Begitu cermin itu pecah dengan
suaranya yang keras, maka orang didalam kaca itu seketika terpukul pula,
demikian pula Ciok koan-im yang berada di luar cermin juga seperti kena dipukul
sekeras-kerasnya, seketika badannya tergetar keras dan berdiri menjublek.
Pertempuran tokoh-tokoh kelas
wahid mana boleh sekilas saja lena, apalagi melongo seperti Ciok koan-im,
didalam waktu yang teramat singkat ini, beruntun Coh Liu-hiang sudah menutuk
lima Hiat to besar di badannya. Ciok koan-im yang tiada bandingannya,
pelan-pelan akhirnya roboh.
Sampai dia sudah rebah tak
berkutik masih belum berani percaya akan kenyataan ini, sungguh tak habis
terpikir dalam benaknya cara bagaimana Coh Liu-hiang bisa dan dapat memikirkan
cara selicik ini untuk merobohkan dirinya. Dengan mata terbelalak kaget dia
pandang Coh Liu-hiang dengan pandangan curiga dan penuh tanda tanya.
Sebaliknya Coh Liu-hiang
menarik napas panjang sepuas-puasnya dengan memejamkan mata. Lama juga dia
berhasil menekan perasaan dan menenteramkan jantungnya yang berdebar-debar
keras seperti damparan ombak samudra, ingin dia menyeka keringat di atas
mukanya, tapi seluruh pakaian dan kedua tangannya sendiripun basah kuyup
seperti kehujanan.
Ciok koan-im mendelik, katanya
serak: "Kau... kau merobohkan aku?"
Akhirnya Coh Liu-hiang tertawa
lebar, katanya: "Tidak salah, aku mengalahkan kau, memang sering aku bisa
memukul jatuh lawan yang sebenarnya lebih tangguh dan lebih lihai dari
kepandaian sendiri, ada kalanya aku sendiripun heran serta tak percaya akan
kenyataan ini."
Sorot mata Ciok koan-im
menampilkan siksa derita yang luar biasa, seperti masih ingin mengatakan
apa-apa, bibirnya sudah bergerak beberapa kali, namun sepatah katapun tak kuasa
dia ucapkan.
Coh Liu-hiang menghembuskan
napas panjang dari mulut, katanya: "Kau sudah membunuh teman-temanku yang
paling baik, sungguh ingin aku membunuhmu untuk menuntut balas kematian mereka,
tapi aku pantang berbuat demikian, sekarang terpaksa aku hanya..."

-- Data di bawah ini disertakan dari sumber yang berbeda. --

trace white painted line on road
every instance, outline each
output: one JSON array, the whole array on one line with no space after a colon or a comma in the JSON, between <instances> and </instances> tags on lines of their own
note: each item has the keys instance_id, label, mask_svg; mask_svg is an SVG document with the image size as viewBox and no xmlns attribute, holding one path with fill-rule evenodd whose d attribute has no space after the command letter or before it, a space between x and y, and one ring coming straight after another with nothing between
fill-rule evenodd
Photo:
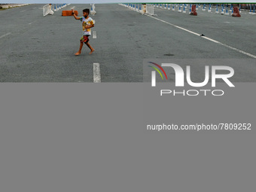
<instances>
[{"instance_id":1,"label":"white painted line on road","mask_svg":"<svg viewBox=\"0 0 256 192\"><path fill-rule=\"evenodd\" d=\"M166 22L166 21L165 21L165 20L160 20L160 19L154 17L152 17L152 16L148 16L148 17L151 17L151 18L153 18L153 19L155 19L155 20L157 20L161 21L161 22L163 22L163 23L166 23L166 24L169 24L169 25L170 25L170 26L174 26L174 27L176 27L176 28L178 28L178 29L182 29L182 30L184 30L184 31L186 31L186 32L187 32L192 33L192 34L196 35L197 35L197 36L201 36L200 34L198 34L198 33L197 33L197 32L190 31L190 30L188 30L188 29L184 29L184 28L180 27L180 26L175 26L175 25L174 25L174 24L172 24L172 23L169 23L169 22ZM224 47L227 47L227 48L230 48L230 49L231 49L231 50L236 50L236 51L237 51L237 52L239 52L239 53L242 53L242 54L247 55L247 56L250 56L250 57L252 57L252 58L254 58L254 59L256 59L256 56L255 56L255 55L251 54L251 53L247 53L247 52L243 51L243 50L239 50L239 49L236 49L236 48L235 48L235 47L231 47L231 46L230 46L230 45L223 44L223 43L221 43L221 42L220 42L220 41L216 41L216 40L214 40L214 39L212 39L212 38L206 38L206 36L201 36L201 37L203 38L205 38L205 39L207 39L207 40L209 40L209 41L212 41L212 42L215 42L215 43L216 43L216 44L221 44L221 45L222 45L222 46L224 46Z\"/></svg>"},{"instance_id":2,"label":"white painted line on road","mask_svg":"<svg viewBox=\"0 0 256 192\"><path fill-rule=\"evenodd\" d=\"M93 63L93 83L100 83L100 69L99 69L99 63L94 62Z\"/></svg>"},{"instance_id":3,"label":"white painted line on road","mask_svg":"<svg viewBox=\"0 0 256 192\"><path fill-rule=\"evenodd\" d=\"M11 32L8 32L8 33L6 33L6 34L5 34L5 35L0 36L0 38L4 38L4 37L5 37L5 36L7 36L7 35L9 35L11 33Z\"/></svg>"}]
</instances>

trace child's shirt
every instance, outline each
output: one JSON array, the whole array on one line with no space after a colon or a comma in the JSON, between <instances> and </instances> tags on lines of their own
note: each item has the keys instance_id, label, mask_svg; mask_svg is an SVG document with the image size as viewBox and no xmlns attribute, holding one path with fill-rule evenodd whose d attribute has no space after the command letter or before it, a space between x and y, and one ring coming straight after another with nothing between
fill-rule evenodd
<instances>
[{"instance_id":1,"label":"child's shirt","mask_svg":"<svg viewBox=\"0 0 256 192\"><path fill-rule=\"evenodd\" d=\"M82 23L83 35L91 35L90 28L86 29L85 26L87 25L89 25L89 26L94 25L93 20L90 17L89 17L88 19L85 19L84 17L81 17L80 20L83 23Z\"/></svg>"}]
</instances>

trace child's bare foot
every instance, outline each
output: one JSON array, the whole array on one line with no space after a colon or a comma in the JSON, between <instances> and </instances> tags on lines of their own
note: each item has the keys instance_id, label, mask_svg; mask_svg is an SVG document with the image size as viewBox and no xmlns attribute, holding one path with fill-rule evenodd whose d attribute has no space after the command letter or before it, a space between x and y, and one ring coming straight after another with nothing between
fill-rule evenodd
<instances>
[{"instance_id":1,"label":"child's bare foot","mask_svg":"<svg viewBox=\"0 0 256 192\"><path fill-rule=\"evenodd\" d=\"M81 54L81 51L78 51L78 53L75 53L75 55L80 55Z\"/></svg>"},{"instance_id":2,"label":"child's bare foot","mask_svg":"<svg viewBox=\"0 0 256 192\"><path fill-rule=\"evenodd\" d=\"M93 49L90 52L90 53L89 54L92 54L93 53L93 52L95 50L94 49Z\"/></svg>"}]
</instances>

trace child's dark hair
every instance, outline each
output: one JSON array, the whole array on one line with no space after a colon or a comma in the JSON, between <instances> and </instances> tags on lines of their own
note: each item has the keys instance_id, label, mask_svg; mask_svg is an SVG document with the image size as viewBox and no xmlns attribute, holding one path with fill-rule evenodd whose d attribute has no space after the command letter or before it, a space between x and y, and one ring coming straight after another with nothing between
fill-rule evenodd
<instances>
[{"instance_id":1,"label":"child's dark hair","mask_svg":"<svg viewBox=\"0 0 256 192\"><path fill-rule=\"evenodd\" d=\"M90 9L84 9L83 12L85 12L85 13L90 14Z\"/></svg>"}]
</instances>

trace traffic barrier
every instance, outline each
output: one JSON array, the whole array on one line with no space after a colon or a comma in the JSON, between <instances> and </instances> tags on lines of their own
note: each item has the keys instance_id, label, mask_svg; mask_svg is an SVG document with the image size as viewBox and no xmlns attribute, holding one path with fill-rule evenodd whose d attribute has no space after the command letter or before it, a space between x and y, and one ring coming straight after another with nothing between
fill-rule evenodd
<instances>
[{"instance_id":1,"label":"traffic barrier","mask_svg":"<svg viewBox=\"0 0 256 192\"><path fill-rule=\"evenodd\" d=\"M192 6L191 6L191 12L190 12L190 15L194 15L194 16L197 15L196 5L192 5Z\"/></svg>"},{"instance_id":2,"label":"traffic barrier","mask_svg":"<svg viewBox=\"0 0 256 192\"><path fill-rule=\"evenodd\" d=\"M152 4L146 4L146 14L151 16L157 16L154 14L154 5Z\"/></svg>"},{"instance_id":3,"label":"traffic barrier","mask_svg":"<svg viewBox=\"0 0 256 192\"><path fill-rule=\"evenodd\" d=\"M239 11L238 9L238 7L236 6L233 9L233 13L232 14L232 17L240 17L241 15L240 15Z\"/></svg>"},{"instance_id":4,"label":"traffic barrier","mask_svg":"<svg viewBox=\"0 0 256 192\"><path fill-rule=\"evenodd\" d=\"M224 5L222 4L221 14L224 14L224 11L225 11L224 6Z\"/></svg>"},{"instance_id":5,"label":"traffic barrier","mask_svg":"<svg viewBox=\"0 0 256 192\"><path fill-rule=\"evenodd\" d=\"M208 12L209 12L209 13L212 12L211 4L209 5Z\"/></svg>"},{"instance_id":6,"label":"traffic barrier","mask_svg":"<svg viewBox=\"0 0 256 192\"><path fill-rule=\"evenodd\" d=\"M182 11L183 14L186 14L186 10L185 10L185 6L184 6L183 8L183 11Z\"/></svg>"},{"instance_id":7,"label":"traffic barrier","mask_svg":"<svg viewBox=\"0 0 256 192\"><path fill-rule=\"evenodd\" d=\"M181 5L179 5L178 11L178 13L181 13Z\"/></svg>"},{"instance_id":8,"label":"traffic barrier","mask_svg":"<svg viewBox=\"0 0 256 192\"><path fill-rule=\"evenodd\" d=\"M225 15L230 15L230 13L228 13L228 11L227 11L227 7L226 7L226 13L225 13Z\"/></svg>"},{"instance_id":9,"label":"traffic barrier","mask_svg":"<svg viewBox=\"0 0 256 192\"><path fill-rule=\"evenodd\" d=\"M175 11L175 7L174 7L174 4L172 5L172 11Z\"/></svg>"},{"instance_id":10,"label":"traffic barrier","mask_svg":"<svg viewBox=\"0 0 256 192\"><path fill-rule=\"evenodd\" d=\"M74 14L76 16L78 16L78 11L74 11ZM62 16L73 16L72 11L62 11Z\"/></svg>"},{"instance_id":11,"label":"traffic barrier","mask_svg":"<svg viewBox=\"0 0 256 192\"><path fill-rule=\"evenodd\" d=\"M203 7L202 11L206 11L206 5L205 5L205 4L203 5Z\"/></svg>"}]
</instances>

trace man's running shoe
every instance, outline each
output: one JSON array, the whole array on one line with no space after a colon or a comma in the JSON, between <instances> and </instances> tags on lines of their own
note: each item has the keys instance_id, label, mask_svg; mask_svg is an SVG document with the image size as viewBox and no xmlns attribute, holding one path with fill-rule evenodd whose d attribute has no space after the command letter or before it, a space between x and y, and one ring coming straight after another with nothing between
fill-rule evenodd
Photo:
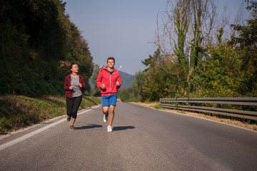
<instances>
[{"instance_id":1,"label":"man's running shoe","mask_svg":"<svg viewBox=\"0 0 257 171\"><path fill-rule=\"evenodd\" d=\"M71 120L71 116L68 116L67 117L67 122L70 121Z\"/></svg>"},{"instance_id":2,"label":"man's running shoe","mask_svg":"<svg viewBox=\"0 0 257 171\"><path fill-rule=\"evenodd\" d=\"M112 132L111 126L109 125L109 126L107 127L107 132L108 132L108 133Z\"/></svg>"},{"instance_id":3,"label":"man's running shoe","mask_svg":"<svg viewBox=\"0 0 257 171\"><path fill-rule=\"evenodd\" d=\"M74 125L71 125L70 126L70 130L74 130L75 129L74 129Z\"/></svg>"},{"instance_id":4,"label":"man's running shoe","mask_svg":"<svg viewBox=\"0 0 257 171\"><path fill-rule=\"evenodd\" d=\"M107 120L108 120L108 116L104 115L104 123L107 123Z\"/></svg>"}]
</instances>

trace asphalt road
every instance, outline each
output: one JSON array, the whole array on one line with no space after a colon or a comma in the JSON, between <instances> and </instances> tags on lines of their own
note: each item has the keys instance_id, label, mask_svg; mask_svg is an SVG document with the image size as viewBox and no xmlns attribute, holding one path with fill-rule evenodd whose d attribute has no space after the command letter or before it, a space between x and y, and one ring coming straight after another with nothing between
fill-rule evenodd
<instances>
[{"instance_id":1,"label":"asphalt road","mask_svg":"<svg viewBox=\"0 0 257 171\"><path fill-rule=\"evenodd\" d=\"M257 133L120 103L113 133L101 108L0 140L0 170L256 170Z\"/></svg>"}]
</instances>

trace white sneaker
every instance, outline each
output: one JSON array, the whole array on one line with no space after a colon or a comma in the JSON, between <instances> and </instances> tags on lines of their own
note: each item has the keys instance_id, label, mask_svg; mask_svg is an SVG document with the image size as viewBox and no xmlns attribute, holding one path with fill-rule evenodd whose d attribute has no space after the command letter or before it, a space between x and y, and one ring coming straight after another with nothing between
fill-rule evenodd
<instances>
[{"instance_id":1,"label":"white sneaker","mask_svg":"<svg viewBox=\"0 0 257 171\"><path fill-rule=\"evenodd\" d=\"M109 132L109 133L112 132L112 128L111 128L111 126L109 125L109 126L107 127L107 132Z\"/></svg>"},{"instance_id":2,"label":"white sneaker","mask_svg":"<svg viewBox=\"0 0 257 171\"><path fill-rule=\"evenodd\" d=\"M106 116L106 115L104 115L104 123L107 123L108 116Z\"/></svg>"}]
</instances>

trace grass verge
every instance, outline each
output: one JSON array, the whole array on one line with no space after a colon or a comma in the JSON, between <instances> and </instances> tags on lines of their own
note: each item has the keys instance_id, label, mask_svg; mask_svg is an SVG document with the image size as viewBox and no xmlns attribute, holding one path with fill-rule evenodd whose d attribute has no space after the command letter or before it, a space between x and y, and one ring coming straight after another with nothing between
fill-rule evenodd
<instances>
[{"instance_id":1,"label":"grass verge","mask_svg":"<svg viewBox=\"0 0 257 171\"><path fill-rule=\"evenodd\" d=\"M158 105L158 103L159 102L152 102L152 103L131 102L131 103L141 105L143 105L143 106L146 106L146 107L149 107L149 108L153 108L160 109L160 110L168 110L171 112L178 113L196 116L196 117L201 117L201 118L206 118L206 119L209 119L209 120L215 120L215 121L218 121L218 122L221 122L221 123L226 123L226 124L229 124L229 125L242 127L242 128L246 128L248 130L257 131L257 125L256 124L251 124L247 122L243 122L243 121L240 121L240 120L236 120L228 119L228 118L218 118L216 116L211 116L211 115L205 115L205 114L199 113L192 113L192 112L188 112L188 111L185 111L185 110L172 110L172 109L165 108L162 108L162 107L159 106Z\"/></svg>"},{"instance_id":2,"label":"grass verge","mask_svg":"<svg viewBox=\"0 0 257 171\"><path fill-rule=\"evenodd\" d=\"M84 96L79 110L101 103L101 98ZM0 96L0 134L66 115L66 97Z\"/></svg>"}]
</instances>

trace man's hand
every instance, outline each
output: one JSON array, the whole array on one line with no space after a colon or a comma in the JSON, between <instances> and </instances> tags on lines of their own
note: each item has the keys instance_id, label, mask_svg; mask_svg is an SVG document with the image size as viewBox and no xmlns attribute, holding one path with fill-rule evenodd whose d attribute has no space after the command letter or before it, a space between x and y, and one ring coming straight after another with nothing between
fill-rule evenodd
<instances>
[{"instance_id":1,"label":"man's hand","mask_svg":"<svg viewBox=\"0 0 257 171\"><path fill-rule=\"evenodd\" d=\"M116 81L116 86L119 86L119 82L117 81Z\"/></svg>"},{"instance_id":2,"label":"man's hand","mask_svg":"<svg viewBox=\"0 0 257 171\"><path fill-rule=\"evenodd\" d=\"M101 89L104 89L104 88L105 88L105 85L104 85L104 84L102 84L102 86L101 86Z\"/></svg>"}]
</instances>

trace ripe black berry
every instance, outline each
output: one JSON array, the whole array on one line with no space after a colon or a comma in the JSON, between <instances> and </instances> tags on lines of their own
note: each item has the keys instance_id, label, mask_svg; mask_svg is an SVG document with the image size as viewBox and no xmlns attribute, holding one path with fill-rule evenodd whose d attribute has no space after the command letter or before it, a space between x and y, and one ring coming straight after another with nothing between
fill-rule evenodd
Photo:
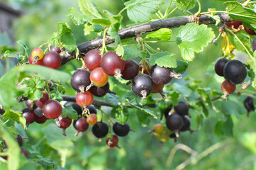
<instances>
[{"instance_id":1,"label":"ripe black berry","mask_svg":"<svg viewBox=\"0 0 256 170\"><path fill-rule=\"evenodd\" d=\"M243 104L247 110L247 116L249 116L250 112L255 110L253 98L247 96L243 101Z\"/></svg>"},{"instance_id":2,"label":"ripe black berry","mask_svg":"<svg viewBox=\"0 0 256 170\"><path fill-rule=\"evenodd\" d=\"M215 63L214 70L218 75L221 76L223 76L224 66L228 62L228 59L221 58Z\"/></svg>"},{"instance_id":3,"label":"ripe black berry","mask_svg":"<svg viewBox=\"0 0 256 170\"><path fill-rule=\"evenodd\" d=\"M92 126L92 133L98 138L104 137L108 132L108 126L104 122L97 122Z\"/></svg>"},{"instance_id":4,"label":"ripe black berry","mask_svg":"<svg viewBox=\"0 0 256 170\"><path fill-rule=\"evenodd\" d=\"M116 122L113 125L113 131L116 133L116 135L120 137L124 137L129 133L130 126L128 123L122 125Z\"/></svg>"},{"instance_id":5,"label":"ripe black berry","mask_svg":"<svg viewBox=\"0 0 256 170\"><path fill-rule=\"evenodd\" d=\"M239 60L228 62L223 69L225 79L232 84L241 84L245 80L247 71L245 66Z\"/></svg>"},{"instance_id":6,"label":"ripe black berry","mask_svg":"<svg viewBox=\"0 0 256 170\"><path fill-rule=\"evenodd\" d=\"M133 92L144 100L150 95L153 89L153 81L147 74L141 74L136 76L132 84Z\"/></svg>"}]
</instances>

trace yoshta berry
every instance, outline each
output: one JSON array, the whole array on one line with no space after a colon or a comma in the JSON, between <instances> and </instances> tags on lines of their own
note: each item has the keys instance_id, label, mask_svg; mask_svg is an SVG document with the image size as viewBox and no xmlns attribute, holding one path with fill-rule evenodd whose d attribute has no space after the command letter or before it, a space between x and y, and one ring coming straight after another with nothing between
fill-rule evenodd
<instances>
[{"instance_id":1,"label":"yoshta berry","mask_svg":"<svg viewBox=\"0 0 256 170\"><path fill-rule=\"evenodd\" d=\"M98 138L103 138L108 132L108 126L104 122L97 122L92 126L92 133Z\"/></svg>"},{"instance_id":2,"label":"yoshta berry","mask_svg":"<svg viewBox=\"0 0 256 170\"><path fill-rule=\"evenodd\" d=\"M90 73L86 70L77 70L71 76L71 86L78 93L84 93L85 89L90 84Z\"/></svg>"},{"instance_id":3,"label":"yoshta berry","mask_svg":"<svg viewBox=\"0 0 256 170\"><path fill-rule=\"evenodd\" d=\"M96 49L89 50L84 57L84 64L90 71L97 67L101 67L101 51Z\"/></svg>"},{"instance_id":4,"label":"yoshta berry","mask_svg":"<svg viewBox=\"0 0 256 170\"><path fill-rule=\"evenodd\" d=\"M101 66L108 76L120 77L126 66L126 61L121 59L121 56L117 55L115 51L108 51L103 55Z\"/></svg>"},{"instance_id":5,"label":"yoshta berry","mask_svg":"<svg viewBox=\"0 0 256 170\"><path fill-rule=\"evenodd\" d=\"M223 76L223 69L225 64L228 62L226 58L221 58L215 63L214 70L215 72L220 76Z\"/></svg>"},{"instance_id":6,"label":"yoshta berry","mask_svg":"<svg viewBox=\"0 0 256 170\"><path fill-rule=\"evenodd\" d=\"M150 95L153 89L153 81L151 77L145 74L136 76L132 83L133 92L143 100Z\"/></svg>"},{"instance_id":7,"label":"yoshta berry","mask_svg":"<svg viewBox=\"0 0 256 170\"><path fill-rule=\"evenodd\" d=\"M225 79L232 84L241 84L247 75L245 66L238 60L230 60L224 66L223 75Z\"/></svg>"}]
</instances>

suaranya tiba-tiba terputus, bulu roma dan bulu kuduknya seketika merinding berdiri.
Ternyata hanya di dalam
sekejap ini, badan montok Ciok koan-im yang padat berisi dan menggiurkan ini
secara aneh seperti disulap layaknya sudah berubah mengering layu dan menyusut
berkeriput seperti kayu keropos yang kekeringan, darah daging badannya
seolah-olah secara tiba-tiba sudah tersedot hilang, tinggal kulit pembungkus
tulang belaka. Badan elok dari perempuan tercantik di seluruh jagat ini, di
dalam waktu sesingkat ini mendadak berubah jadi sesosok mayat kering kerontang
yang begitu mengerikan, siapapun yang melihatnya pasti akan bergidik seram.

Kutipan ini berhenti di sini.